How to determine experiment sample size for a target CI width? I'm working on an experiment to measure property $X$ of some pieces of equipment. Assuming there is an excess of equipment available for testing, and barring any funding restrictions, what is the best procedure for choosing how many measurements to make, so that I have a set confidence interval width?
Valid values for property $X$ are strictly positive, but their range is quite wide; typical values can reasonably be as little as $0.01$ and as large as $3000$. For this particular test, I expect the measurements to fall in the $3-20$ range. 
 A: I am hardly a good statistician, but I'll try to contribute. Can't comment for now (not enough Reputation) so directly as an answer. Assuming you want a CI at 95% and normal distribution of your measurements, CI definition is
$CI= 1.96* (sd /\sqrt{N})$
with sd the standard deviation and N the number of samples.
Your measurements will be between $3-20$, so you might assume worst-case-scenario with large sd.  Based on thin air I assumed a sd of $15$ but very simple (and perhaps unnecessary) R simulations showed sd to be between $4$ and $6.5$ for an expected range of $3-20$. A sd of $6.5$ may then help choose a "cautious" (i.e, quite large) sample size.
EDIT: simulations for sd estimation
# Ranges for outcomes
widest_range=seq(from=0,to=3000,by=1)
likely_range=seq(from=3,to=20,by=1)

# matrix to store the results
nb_sims=30
Mat_Results=matrix(0,ncol=2,nrow=nb_sims)
colnames(Mat_Results)=c("Widest_range","Likely_range")

# sims
for (i in (1:nb_sims)) {
  # sampling assuming 10 measures (EDIT: uniform distribution)
  measures_widest=sample(widest_range, 10, replace = FALSE, prob = NULL)
  measures_likely=sample(likely_range, 10, replace = FALSE, prob = NULL)
  # sd
  Mat_Results[i,1]=sd(measures_widest)
  Mat_Results[i,2]=sd(measures_likely)
}

x11()
par(mfrow=c(1,2))
boxplot(Mat_Results[,1],main="SD with widest range")
boxplot(Mat_Results[,2],main="SD with likely range")
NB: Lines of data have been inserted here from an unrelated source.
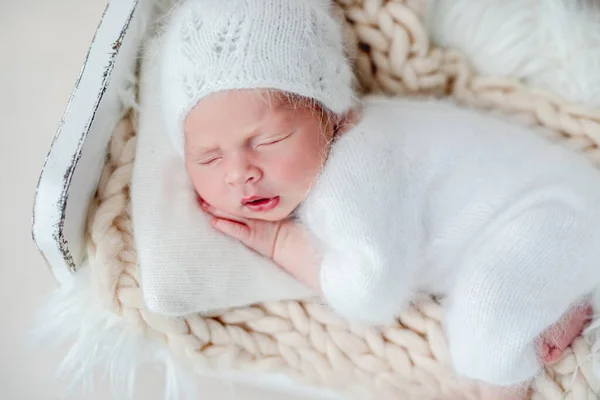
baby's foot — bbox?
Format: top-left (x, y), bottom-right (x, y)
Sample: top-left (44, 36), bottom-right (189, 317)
top-left (538, 305), bottom-right (592, 364)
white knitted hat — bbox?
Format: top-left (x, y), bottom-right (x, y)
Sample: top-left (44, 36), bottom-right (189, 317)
top-left (159, 0), bottom-right (354, 154)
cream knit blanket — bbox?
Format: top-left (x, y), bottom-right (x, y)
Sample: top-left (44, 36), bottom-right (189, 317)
top-left (82, 0), bottom-right (600, 400)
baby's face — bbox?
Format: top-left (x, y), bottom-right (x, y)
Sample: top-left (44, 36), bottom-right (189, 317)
top-left (184, 90), bottom-right (333, 221)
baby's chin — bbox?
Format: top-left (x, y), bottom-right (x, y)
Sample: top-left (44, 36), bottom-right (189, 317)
top-left (241, 200), bottom-right (295, 222)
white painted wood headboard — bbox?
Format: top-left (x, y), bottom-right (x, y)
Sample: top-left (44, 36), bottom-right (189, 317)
top-left (32, 0), bottom-right (152, 283)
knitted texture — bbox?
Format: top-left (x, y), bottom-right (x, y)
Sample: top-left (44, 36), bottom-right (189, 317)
top-left (160, 0), bottom-right (353, 152)
top-left (300, 96), bottom-right (600, 386)
top-left (88, 0), bottom-right (600, 400)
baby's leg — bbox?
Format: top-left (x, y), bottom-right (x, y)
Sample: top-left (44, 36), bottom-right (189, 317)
top-left (537, 304), bottom-right (592, 364)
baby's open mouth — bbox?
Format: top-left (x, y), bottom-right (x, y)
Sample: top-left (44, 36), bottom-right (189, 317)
top-left (242, 196), bottom-right (279, 212)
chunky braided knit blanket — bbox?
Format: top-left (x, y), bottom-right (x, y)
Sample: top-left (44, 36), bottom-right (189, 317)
top-left (44, 0), bottom-right (600, 400)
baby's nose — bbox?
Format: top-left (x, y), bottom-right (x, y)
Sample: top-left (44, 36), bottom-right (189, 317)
top-left (228, 165), bottom-right (262, 185)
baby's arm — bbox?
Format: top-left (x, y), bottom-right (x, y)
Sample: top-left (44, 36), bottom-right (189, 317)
top-left (301, 130), bottom-right (422, 324)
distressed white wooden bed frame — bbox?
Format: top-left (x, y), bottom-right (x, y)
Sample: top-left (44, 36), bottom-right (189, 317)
top-left (32, 0), bottom-right (145, 283)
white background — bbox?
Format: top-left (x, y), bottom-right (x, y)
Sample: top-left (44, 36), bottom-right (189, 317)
top-left (0, 0), bottom-right (314, 400)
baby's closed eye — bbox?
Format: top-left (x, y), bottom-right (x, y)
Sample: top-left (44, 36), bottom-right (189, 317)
top-left (256, 131), bottom-right (295, 147)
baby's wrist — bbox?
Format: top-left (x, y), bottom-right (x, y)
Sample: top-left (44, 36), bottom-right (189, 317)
top-left (272, 221), bottom-right (320, 290)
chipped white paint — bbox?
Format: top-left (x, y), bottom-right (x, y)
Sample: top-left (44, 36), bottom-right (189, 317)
top-left (32, 0), bottom-right (146, 283)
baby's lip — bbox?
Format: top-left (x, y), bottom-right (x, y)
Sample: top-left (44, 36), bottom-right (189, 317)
top-left (242, 196), bottom-right (266, 206)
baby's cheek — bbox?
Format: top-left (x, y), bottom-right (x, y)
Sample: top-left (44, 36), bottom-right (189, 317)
top-left (277, 149), bottom-right (321, 184)
top-left (188, 170), bottom-right (223, 207)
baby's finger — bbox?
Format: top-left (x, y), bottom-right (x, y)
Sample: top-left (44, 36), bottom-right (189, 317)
top-left (212, 218), bottom-right (250, 244)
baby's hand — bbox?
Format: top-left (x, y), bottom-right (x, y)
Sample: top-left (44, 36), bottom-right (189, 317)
top-left (199, 200), bottom-right (285, 259)
top-left (200, 200), bottom-right (319, 290)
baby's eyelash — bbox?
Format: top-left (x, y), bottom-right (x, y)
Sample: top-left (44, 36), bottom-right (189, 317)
top-left (197, 157), bottom-right (221, 165)
top-left (257, 131), bottom-right (295, 147)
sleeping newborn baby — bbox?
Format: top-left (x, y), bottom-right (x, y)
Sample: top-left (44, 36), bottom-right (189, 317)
top-left (160, 0), bottom-right (600, 399)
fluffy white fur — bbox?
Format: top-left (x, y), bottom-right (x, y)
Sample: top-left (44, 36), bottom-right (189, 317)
top-left (32, 266), bottom-right (197, 400)
top-left (427, 0), bottom-right (600, 107)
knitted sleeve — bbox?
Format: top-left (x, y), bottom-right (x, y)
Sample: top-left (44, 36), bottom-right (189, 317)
top-left (446, 202), bottom-right (600, 386)
top-left (304, 126), bottom-right (421, 324)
A: In my experience, taking a small sample (less than 10, or 5% of the overall number of equipments) doing several measurements gives an indication of how many measurements need to be done to have a good CI.
For instance, 
if I have 50 pieces, I am going to take 5 pieces, do several measurements until I find a balance for each of the 5 pieces, ranging from 3 measurements to 10 first. If I don't find a balance, I'll redo the measurements, but this time 11 to 20 times (and so on). Once I have a smoothed average of measurements, I'll deploy the method to the overall pieces.
This will give you an estimated standard deviation.
Based on that and your level of confidence, you can, then, build your CI with the formula I assume you already know.